Paul Demarty’s remarks on ‘privilege theory’ (‘Treating people like toy soldiers results in frivolous politics’, July 10) reminded me of a case where we can clearly distinguish a moralistic approach from a social institutional one: namely, that of Jimmy Savile.

The received wisdom in the Savile case is that ‘victims were not believed’, the problem being that young people spoke about his rape and abuse, but their immediate elders - parents, head nurses and TV producers - couldn’t bring themselves to believe it. These individuals had the wrong attitude (while the rest of us were ‘guilty’ of being taken in). The state is currently making enthusiastic efforts to compensate for ‘our’ failure with new laws and the police pursuing every last suspect TV star.

But in fact most victims of Savile didn’t speak out: they kept quiet; they knew he was protected. After all, he was the respectable face of youth culture - top DJ, presenter of youth radio and family TV, friend to prince Charles and prime minister Margaret Thatcher, marathon runner for charity, the face and voice of public service ads for car safety and the then nationalised British Rail: the long hair of which the establishment approved.

He got away with his long list of assaults because of his status: he combined pop with British altruism - a role-model for youth at the height of the welfare state; ‘fun’, fit and northern without the excesses of a Keith Richard or the Bolshiness of a John Lennon. He didn’t get this privilege by being born white, male and well-off. In fact he suffered pneumonia as a child in Leeds and spinal injuries working in the mines during World War II.

I don’t know why he abused so many, but I know why he had so much opportunity: his position in a class society which increasingly relied on the illusion of social advancement by celebrities who could be trusted to keep their mouths shut about politics - a silence complemented by the silence of their victims; in Savile’s case, girls and boys.
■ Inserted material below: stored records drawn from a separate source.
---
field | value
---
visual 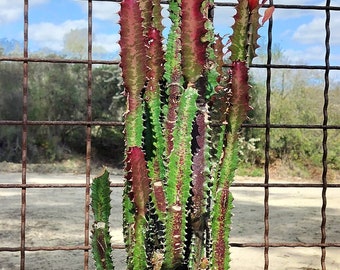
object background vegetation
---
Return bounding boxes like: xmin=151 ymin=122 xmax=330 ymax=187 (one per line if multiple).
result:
xmin=0 ymin=48 xmax=340 ymax=176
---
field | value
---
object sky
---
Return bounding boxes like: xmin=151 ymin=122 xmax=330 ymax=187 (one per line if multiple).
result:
xmin=0 ymin=0 xmax=340 ymax=65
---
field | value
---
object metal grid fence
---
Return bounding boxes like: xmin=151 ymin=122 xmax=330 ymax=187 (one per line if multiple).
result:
xmin=0 ymin=0 xmax=340 ymax=270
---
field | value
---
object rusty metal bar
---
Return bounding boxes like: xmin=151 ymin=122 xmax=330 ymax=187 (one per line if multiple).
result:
xmin=0 ymin=182 xmax=340 ymax=189
xmin=321 ymin=0 xmax=331 ymax=270
xmin=0 ymin=120 xmax=340 ymax=130
xmin=263 ymin=0 xmax=273 ymax=270
xmin=20 ymin=0 xmax=28 ymax=270
xmin=84 ymin=0 xmax=92 ymax=270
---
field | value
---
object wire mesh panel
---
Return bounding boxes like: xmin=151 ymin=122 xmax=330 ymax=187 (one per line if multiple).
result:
xmin=0 ymin=0 xmax=340 ymax=270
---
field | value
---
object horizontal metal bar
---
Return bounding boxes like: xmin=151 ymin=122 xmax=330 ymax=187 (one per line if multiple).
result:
xmin=0 ymin=120 xmax=340 ymax=129
xmin=0 ymin=56 xmax=119 ymax=65
xmin=83 ymin=0 xmax=340 ymax=10
xmin=0 ymin=246 xmax=91 ymax=252
xmin=0 ymin=182 xmax=340 ymax=189
xmin=230 ymin=242 xmax=340 ymax=248
xmin=0 ymin=183 xmax=124 ymax=189
xmin=0 ymin=120 xmax=124 ymax=126
xmin=0 ymin=242 xmax=340 ymax=252
xmin=0 ymin=56 xmax=340 ymax=70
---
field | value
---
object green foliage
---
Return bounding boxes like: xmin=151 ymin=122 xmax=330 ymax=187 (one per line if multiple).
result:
xmin=119 ymin=0 xmax=269 ymax=269
xmin=91 ymin=170 xmax=114 ymax=270
xmin=0 ymin=58 xmax=125 ymax=164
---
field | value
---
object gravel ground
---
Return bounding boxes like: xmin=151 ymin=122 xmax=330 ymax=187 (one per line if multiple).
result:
xmin=0 ymin=171 xmax=340 ymax=270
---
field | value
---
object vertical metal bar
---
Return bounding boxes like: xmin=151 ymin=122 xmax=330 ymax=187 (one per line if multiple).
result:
xmin=264 ymin=0 xmax=273 ymax=270
xmin=321 ymin=0 xmax=331 ymax=270
xmin=84 ymin=0 xmax=92 ymax=270
xmin=20 ymin=0 xmax=28 ymax=270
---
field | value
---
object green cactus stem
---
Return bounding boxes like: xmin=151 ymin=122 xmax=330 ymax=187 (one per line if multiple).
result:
xmin=91 ymin=169 xmax=114 ymax=270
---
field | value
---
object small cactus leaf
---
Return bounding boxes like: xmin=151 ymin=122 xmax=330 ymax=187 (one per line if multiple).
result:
xmin=127 ymin=146 xmax=150 ymax=215
xmin=229 ymin=0 xmax=250 ymax=61
xmin=91 ymin=169 xmax=114 ymax=270
xmin=124 ymin=146 xmax=150 ymax=270
xmin=152 ymin=0 xmax=164 ymax=33
xmin=229 ymin=61 xmax=251 ymax=126
xmin=181 ymin=0 xmax=208 ymax=83
xmin=210 ymin=186 xmax=233 ymax=270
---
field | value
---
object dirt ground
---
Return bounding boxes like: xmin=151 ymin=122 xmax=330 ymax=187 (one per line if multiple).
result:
xmin=0 ymin=171 xmax=340 ymax=270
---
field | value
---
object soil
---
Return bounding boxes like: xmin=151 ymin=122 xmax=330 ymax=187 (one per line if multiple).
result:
xmin=0 ymin=164 xmax=340 ymax=270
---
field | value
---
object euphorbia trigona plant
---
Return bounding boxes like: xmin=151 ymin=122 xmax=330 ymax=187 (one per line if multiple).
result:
xmin=89 ymin=0 xmax=273 ymax=270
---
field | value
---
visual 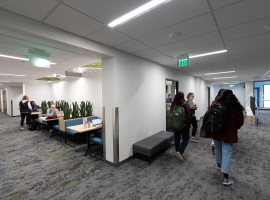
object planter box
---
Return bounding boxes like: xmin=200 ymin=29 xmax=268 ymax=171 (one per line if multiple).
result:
xmin=59 ymin=115 xmax=96 ymax=132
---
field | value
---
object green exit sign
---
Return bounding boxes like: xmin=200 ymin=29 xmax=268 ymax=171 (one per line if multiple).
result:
xmin=176 ymin=55 xmax=190 ymax=68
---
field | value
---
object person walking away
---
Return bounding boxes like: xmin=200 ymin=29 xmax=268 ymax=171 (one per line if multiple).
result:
xmin=170 ymin=91 xmax=191 ymax=161
xmin=166 ymin=94 xmax=172 ymax=103
xmin=210 ymin=90 xmax=244 ymax=185
xmin=211 ymin=89 xmax=225 ymax=155
xmin=46 ymin=104 xmax=58 ymax=133
xmin=19 ymin=95 xmax=32 ymax=131
xmin=187 ymin=92 xmax=199 ymax=143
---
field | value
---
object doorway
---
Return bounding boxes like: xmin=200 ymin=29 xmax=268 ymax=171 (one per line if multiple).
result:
xmin=3 ymin=90 xmax=7 ymax=115
xmin=165 ymin=79 xmax=178 ymax=131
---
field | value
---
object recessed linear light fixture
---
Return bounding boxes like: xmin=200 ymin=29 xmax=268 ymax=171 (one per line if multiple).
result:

Rather than concentrate on condemning one individual’s attitude to another, we should attend to institutions, because it’s people with the most social power - bosses, adult relatives, priests and officials of all kinds - who abuse the most.

Mike Belbin
London

Caveat

I plead ‘guilty’ to submitting letters regularly to the Weekly Worker - a ‘crime’ I do believe Andrew Northall (Letters, July 10) shares with me. I fully appreciate the paper’s editorial practice to encourage the expression of a diversity of opinion and, hopefully, in some debates, I have made a worthwhile contribution. Nor have I been reticent in linking to Weekly Worker articles on the Socialist Party of Great Britain’s discussion lists when I recognise their value to our own debates.
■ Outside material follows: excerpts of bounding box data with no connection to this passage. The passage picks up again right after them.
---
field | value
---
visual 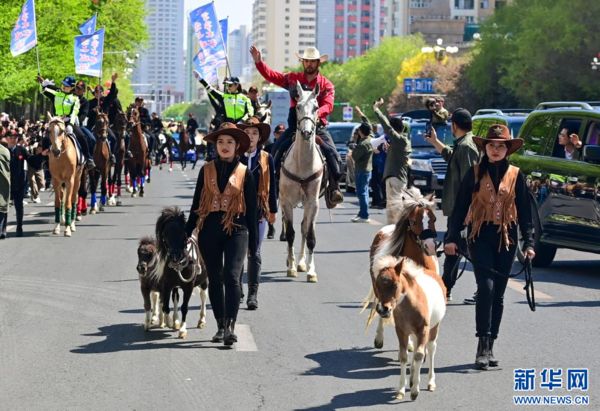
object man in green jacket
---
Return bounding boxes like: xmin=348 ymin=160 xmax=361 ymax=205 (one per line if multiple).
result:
xmin=425 ymin=108 xmax=479 ymax=303
xmin=352 ymin=106 xmax=373 ymax=223
xmin=373 ymin=98 xmax=412 ymax=224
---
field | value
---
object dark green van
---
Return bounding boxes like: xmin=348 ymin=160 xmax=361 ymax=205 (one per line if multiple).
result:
xmin=510 ymin=102 xmax=600 ymax=266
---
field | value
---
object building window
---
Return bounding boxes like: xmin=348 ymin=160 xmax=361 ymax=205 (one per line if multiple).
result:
xmin=454 ymin=0 xmax=475 ymax=10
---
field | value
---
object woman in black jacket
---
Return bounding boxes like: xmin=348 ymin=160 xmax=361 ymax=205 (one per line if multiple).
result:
xmin=186 ymin=123 xmax=257 ymax=346
xmin=444 ymin=124 xmax=535 ymax=369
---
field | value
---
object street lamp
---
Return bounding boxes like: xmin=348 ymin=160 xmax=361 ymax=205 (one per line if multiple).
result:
xmin=421 ymin=38 xmax=458 ymax=62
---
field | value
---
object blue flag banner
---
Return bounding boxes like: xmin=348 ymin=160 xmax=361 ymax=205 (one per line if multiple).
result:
xmin=219 ymin=18 xmax=229 ymax=50
xmin=10 ymin=0 xmax=37 ymax=57
xmin=75 ymin=29 xmax=104 ymax=77
xmin=190 ymin=3 xmax=226 ymax=65
xmin=79 ymin=14 xmax=98 ymax=36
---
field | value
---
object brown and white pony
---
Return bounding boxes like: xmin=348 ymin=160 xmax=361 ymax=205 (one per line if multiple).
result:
xmin=363 ymin=188 xmax=446 ymax=398
xmin=48 ymin=113 xmax=83 ymax=237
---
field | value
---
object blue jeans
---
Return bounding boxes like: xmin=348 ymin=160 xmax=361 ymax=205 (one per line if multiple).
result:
xmin=355 ymin=171 xmax=371 ymax=218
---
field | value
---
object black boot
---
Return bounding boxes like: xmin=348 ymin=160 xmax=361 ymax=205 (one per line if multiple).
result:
xmin=212 ymin=318 xmax=225 ymax=342
xmin=267 ymin=223 xmax=275 ymax=240
xmin=488 ymin=337 xmax=498 ymax=367
xmin=475 ymin=337 xmax=490 ymax=370
xmin=223 ymin=318 xmax=237 ymax=346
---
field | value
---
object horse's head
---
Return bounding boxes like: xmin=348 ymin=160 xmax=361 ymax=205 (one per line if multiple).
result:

I do not speak on behalf of my party, but as a member of it, hopefully expressing its views accurately. I see no good reason why the Weekly Worker should not indicate that I am a member of the SPGB on those occasions I do not sign off as such. It is not something I am ashamed of or desire to conceal.

Andrew is correct that on one occasion the fact I do write as an individual has resulted in disagreement with fellow members who did not share my views and he himself was not slow in drawing this to your readers’ attention in a letter to the Weekly Worker, having spotted the exchanges on our internal (but open to public viewing) discussion list. This led to one SPGB member writing to the paper to disassociate his interpretation of our party’s case from mine. If there has been any more controversy caused within the SPGB because of my letters to the Weekly Worker, they have passed me by.

Perhaps, in future I should, as many trade unionists do, add the caveat, ‘SPGB (in a personal capacity)’!

Alan Johnstone
SPGB

No expulsions

In response to Andrew Northall, the day the SPGB expels or otherwise restricts members for openly arguing for opinions only held by a minority of members is the day the SPGB becomes a ‘democratic centralist’ party.

Other than those opinions contradicting the declaration of principles that are agreed upon joining, expulsion is something the SPGB conferences have always rejected. SPGB members can openly disagree and argue for different positions (even after majority decisions) without threat of expulsion.